Tolerance means someone has to consume more and more of a substance to get a desired effect. Withdrawal prompts a series of unpleasant, and sometimes life-threatening, physical symptoms. 

But the other behaviors—tanning, gambling, shopping, eating—generally don’t meet these criteria. So they seem like they should be easier to shake. With no physical effects, it should just be a matter of will. 

It turns out, however, that there is a bit of biology to our bad habits. The National Institutes of Health report that scientists have studied what happens in our brains as habits develop. The researchers found that pleasurable activities can trigger the release of dopamine, the brain chemical that regulates, among other things, pleasure. 

Lubet says many of us experience dopamine as a sort of “rush” and actually start to crave that feeling. That craving reinforces the behavior, even when the negative consequences of the behavior—debt, excess weight—mount. 

Jorenby agrees that on this level, certain behaviors can prompt the same physio-logical responses that drugs or alcohol do.

While this isn’t true drug dependence, it is a factor in why bad habits are so hard to break. In essence, we do things because they feel good. Then when we have a bad day or experience some kind of trauma, we turn to the behaviors that we know will make us feel better. Shopping, eating, surfing the web, you name it, becomes a surefire way to deal with stress. 

The thing is, Lubet says, the “rush” doesn’t last, and life’s stresses remain even after the euphoria has subsided. So it takes more eating, more shopping or maybe even more tanning to keep the bad feelings at bay. And that begins to sound like an addiction.

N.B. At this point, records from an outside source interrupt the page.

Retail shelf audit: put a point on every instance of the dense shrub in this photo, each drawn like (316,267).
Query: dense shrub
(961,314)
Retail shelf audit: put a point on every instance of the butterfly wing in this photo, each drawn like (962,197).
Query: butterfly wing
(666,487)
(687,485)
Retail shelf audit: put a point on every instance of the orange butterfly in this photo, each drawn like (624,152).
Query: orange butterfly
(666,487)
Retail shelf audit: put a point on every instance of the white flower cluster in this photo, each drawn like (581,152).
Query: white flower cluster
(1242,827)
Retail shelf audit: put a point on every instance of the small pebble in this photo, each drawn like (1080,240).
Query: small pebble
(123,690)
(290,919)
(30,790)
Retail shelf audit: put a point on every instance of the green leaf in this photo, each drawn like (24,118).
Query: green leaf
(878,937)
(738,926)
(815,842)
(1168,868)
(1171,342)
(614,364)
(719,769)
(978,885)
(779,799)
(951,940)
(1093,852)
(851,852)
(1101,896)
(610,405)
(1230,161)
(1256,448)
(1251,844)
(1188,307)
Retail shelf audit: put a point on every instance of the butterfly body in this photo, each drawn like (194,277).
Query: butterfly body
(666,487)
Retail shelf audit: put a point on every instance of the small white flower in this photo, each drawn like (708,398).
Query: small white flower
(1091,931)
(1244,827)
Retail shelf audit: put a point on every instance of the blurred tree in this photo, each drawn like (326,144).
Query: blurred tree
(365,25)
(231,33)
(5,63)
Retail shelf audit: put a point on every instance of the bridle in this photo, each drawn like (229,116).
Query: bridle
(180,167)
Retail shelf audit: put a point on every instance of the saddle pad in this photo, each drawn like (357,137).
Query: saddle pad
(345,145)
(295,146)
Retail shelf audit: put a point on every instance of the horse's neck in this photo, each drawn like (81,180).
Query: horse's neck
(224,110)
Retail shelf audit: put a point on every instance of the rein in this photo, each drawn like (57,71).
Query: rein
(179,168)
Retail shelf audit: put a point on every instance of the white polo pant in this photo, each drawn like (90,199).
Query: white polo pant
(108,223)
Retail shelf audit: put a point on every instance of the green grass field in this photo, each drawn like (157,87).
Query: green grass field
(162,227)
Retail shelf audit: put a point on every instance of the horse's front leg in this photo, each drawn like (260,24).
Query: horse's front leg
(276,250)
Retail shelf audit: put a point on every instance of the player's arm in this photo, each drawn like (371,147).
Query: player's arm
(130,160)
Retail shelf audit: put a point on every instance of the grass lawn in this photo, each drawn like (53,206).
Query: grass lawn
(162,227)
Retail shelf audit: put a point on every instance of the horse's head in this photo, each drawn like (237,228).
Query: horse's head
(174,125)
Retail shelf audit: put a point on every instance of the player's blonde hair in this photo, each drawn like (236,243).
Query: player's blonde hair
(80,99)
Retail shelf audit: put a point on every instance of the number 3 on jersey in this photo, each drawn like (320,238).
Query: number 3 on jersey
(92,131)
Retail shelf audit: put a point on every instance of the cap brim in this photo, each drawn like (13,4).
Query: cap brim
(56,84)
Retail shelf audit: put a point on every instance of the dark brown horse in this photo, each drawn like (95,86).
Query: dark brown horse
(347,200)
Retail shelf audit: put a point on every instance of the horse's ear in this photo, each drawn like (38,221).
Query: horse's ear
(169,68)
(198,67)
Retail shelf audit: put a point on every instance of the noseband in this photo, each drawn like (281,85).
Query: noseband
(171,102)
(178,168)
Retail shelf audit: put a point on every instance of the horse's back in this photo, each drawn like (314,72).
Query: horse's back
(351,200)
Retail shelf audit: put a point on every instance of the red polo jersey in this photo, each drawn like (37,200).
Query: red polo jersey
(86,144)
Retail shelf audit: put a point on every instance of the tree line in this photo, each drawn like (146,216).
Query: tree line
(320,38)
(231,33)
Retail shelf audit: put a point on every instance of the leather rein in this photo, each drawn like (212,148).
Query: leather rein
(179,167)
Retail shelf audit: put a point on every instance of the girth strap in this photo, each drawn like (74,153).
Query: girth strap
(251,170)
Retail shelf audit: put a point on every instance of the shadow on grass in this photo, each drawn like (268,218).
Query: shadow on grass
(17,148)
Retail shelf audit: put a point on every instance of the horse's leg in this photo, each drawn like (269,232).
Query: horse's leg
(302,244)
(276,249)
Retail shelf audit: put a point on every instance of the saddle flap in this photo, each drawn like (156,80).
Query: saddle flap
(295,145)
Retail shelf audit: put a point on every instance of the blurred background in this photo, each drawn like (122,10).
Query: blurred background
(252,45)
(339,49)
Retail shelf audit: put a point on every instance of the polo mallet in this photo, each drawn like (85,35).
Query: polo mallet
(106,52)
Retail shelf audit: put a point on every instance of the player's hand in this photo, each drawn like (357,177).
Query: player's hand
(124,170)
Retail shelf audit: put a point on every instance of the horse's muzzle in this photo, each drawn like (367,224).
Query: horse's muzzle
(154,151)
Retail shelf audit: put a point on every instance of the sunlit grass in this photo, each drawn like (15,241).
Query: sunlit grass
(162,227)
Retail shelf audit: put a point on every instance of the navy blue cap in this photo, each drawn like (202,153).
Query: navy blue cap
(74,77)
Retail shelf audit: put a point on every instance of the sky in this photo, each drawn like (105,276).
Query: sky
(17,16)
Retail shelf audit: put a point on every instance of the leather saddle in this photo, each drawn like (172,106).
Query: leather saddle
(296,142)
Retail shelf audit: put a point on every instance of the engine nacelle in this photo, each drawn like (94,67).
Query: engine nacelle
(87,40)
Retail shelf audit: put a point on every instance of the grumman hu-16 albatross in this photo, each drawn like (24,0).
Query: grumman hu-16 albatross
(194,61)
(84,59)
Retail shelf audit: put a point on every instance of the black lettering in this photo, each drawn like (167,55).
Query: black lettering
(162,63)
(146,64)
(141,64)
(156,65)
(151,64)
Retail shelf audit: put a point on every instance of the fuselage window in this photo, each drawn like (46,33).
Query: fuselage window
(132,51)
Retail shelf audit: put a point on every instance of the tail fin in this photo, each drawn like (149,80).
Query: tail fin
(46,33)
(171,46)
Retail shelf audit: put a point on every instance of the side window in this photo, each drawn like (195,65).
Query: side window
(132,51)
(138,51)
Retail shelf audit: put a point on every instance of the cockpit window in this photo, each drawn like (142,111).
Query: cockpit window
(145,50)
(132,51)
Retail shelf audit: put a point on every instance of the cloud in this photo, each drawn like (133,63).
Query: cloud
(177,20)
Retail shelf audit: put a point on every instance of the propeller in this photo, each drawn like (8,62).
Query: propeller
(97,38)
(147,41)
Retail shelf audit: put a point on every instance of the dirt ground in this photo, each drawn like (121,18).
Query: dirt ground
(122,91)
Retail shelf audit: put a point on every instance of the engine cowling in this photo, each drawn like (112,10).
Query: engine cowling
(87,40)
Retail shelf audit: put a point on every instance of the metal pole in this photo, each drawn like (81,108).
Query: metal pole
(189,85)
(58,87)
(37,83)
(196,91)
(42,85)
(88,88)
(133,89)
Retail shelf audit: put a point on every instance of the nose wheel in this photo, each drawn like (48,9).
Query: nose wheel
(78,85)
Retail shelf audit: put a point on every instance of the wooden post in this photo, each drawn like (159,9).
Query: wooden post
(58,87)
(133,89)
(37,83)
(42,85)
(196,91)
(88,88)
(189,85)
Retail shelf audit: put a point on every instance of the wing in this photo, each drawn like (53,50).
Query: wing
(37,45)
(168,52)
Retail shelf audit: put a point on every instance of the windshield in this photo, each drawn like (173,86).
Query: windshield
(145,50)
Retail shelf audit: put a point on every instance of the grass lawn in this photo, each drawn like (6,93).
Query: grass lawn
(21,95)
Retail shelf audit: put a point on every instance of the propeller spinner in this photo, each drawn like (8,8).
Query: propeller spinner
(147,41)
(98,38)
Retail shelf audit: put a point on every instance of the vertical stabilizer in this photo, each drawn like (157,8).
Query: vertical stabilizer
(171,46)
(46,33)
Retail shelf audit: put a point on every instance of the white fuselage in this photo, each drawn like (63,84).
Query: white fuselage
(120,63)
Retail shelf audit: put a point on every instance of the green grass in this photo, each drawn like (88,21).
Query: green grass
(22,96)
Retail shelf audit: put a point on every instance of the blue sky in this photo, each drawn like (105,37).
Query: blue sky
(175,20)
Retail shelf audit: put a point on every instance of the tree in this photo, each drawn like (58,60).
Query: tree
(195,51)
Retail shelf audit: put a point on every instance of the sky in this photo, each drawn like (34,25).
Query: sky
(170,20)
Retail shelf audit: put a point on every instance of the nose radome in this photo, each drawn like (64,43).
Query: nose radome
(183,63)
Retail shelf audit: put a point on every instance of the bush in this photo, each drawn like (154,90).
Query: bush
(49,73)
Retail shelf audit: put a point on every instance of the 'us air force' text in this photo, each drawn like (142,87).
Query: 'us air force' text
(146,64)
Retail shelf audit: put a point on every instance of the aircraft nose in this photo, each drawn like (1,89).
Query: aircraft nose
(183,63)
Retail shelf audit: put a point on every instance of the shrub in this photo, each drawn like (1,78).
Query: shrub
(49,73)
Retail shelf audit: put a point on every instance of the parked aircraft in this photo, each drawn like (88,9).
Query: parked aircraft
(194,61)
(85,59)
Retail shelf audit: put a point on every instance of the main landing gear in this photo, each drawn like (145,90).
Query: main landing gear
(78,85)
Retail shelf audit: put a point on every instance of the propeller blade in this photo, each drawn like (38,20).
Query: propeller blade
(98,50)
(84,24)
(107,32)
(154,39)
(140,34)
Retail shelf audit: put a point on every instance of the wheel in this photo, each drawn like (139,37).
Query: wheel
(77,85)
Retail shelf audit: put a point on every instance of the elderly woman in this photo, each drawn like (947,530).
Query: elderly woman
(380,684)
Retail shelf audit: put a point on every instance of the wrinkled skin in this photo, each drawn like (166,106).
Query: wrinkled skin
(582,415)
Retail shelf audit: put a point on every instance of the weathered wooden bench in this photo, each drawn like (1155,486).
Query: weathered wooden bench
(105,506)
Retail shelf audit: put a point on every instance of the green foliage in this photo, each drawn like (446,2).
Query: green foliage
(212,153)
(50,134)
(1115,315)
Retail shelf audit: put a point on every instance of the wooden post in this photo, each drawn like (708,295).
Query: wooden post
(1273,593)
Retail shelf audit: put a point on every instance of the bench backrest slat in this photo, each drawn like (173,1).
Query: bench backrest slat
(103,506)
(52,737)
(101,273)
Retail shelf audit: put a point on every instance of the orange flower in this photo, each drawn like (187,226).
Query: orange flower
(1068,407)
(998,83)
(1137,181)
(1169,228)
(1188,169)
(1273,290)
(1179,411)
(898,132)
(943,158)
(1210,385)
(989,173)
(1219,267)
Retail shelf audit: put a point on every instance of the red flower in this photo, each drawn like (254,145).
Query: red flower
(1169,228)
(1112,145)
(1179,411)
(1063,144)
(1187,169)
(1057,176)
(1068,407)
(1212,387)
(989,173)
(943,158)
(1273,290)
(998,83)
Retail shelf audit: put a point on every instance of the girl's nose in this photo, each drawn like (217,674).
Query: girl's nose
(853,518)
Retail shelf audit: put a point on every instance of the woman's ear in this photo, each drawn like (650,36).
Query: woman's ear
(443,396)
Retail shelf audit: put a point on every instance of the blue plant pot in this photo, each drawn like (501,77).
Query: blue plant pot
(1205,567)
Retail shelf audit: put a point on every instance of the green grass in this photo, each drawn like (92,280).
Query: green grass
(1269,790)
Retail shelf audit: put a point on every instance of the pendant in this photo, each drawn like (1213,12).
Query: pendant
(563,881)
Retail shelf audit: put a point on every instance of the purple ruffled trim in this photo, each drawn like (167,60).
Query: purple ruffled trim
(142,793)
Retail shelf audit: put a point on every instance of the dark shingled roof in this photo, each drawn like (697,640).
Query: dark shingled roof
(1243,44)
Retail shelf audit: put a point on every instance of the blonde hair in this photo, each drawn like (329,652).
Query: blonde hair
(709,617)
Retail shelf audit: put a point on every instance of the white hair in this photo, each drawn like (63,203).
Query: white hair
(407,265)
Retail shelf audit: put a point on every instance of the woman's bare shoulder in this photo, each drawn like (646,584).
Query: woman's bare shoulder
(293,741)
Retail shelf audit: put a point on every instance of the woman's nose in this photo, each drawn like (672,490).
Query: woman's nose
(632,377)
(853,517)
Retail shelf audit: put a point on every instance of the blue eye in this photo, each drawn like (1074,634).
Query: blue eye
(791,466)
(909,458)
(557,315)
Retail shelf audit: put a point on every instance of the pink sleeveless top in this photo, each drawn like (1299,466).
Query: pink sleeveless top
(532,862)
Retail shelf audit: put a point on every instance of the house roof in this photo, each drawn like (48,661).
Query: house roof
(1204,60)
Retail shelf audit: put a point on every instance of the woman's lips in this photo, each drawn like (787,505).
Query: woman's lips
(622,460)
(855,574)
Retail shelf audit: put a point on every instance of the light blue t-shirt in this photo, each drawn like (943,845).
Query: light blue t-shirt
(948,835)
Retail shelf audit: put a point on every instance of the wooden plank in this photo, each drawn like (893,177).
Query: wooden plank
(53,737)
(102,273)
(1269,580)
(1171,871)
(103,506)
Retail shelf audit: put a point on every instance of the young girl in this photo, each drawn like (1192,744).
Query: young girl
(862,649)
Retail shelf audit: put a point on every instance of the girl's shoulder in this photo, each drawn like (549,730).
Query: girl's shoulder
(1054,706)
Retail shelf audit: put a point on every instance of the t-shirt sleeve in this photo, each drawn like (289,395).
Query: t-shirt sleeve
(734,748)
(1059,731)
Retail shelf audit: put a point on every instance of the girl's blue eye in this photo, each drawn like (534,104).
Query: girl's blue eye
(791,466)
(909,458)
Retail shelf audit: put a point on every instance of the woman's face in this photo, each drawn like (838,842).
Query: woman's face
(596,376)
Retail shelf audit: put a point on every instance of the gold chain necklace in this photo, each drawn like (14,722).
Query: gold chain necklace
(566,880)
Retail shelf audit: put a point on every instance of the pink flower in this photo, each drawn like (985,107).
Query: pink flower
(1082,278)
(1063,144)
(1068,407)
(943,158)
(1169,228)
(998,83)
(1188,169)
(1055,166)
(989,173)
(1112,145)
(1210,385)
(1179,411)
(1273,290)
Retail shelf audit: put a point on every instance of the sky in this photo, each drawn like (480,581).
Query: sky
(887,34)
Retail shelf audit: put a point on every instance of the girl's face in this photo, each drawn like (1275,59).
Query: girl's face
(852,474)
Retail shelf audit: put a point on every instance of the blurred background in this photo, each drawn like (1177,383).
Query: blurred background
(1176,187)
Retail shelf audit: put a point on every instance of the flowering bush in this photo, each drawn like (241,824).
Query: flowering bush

Only the experts don’t really like the term “addiction.” Lubet says it can create distance between clinicians and patients, and Jorenby says it usually does not enhance treatment or improve patient outcomes. Both avoid using the term even when dealing with drug or alcohol dependence that meets the clinical definition. 

While there are similarities between some excessive behaviors and drug dependence, Jorenby cautions against using the term “addiction” too loosely. “The analogy gets taken so far that it loses meaning,” he says. “It’s not a one-size-fits-all label.”

It might not be an addiction, but when something interferes with life or causes harm, it’s still a problem. Just because there isn’t a good word for an excessive behavior doesn’t mean that nothing is wrong. 

 

Jennifer Garrett is a Madison-based freelance writer.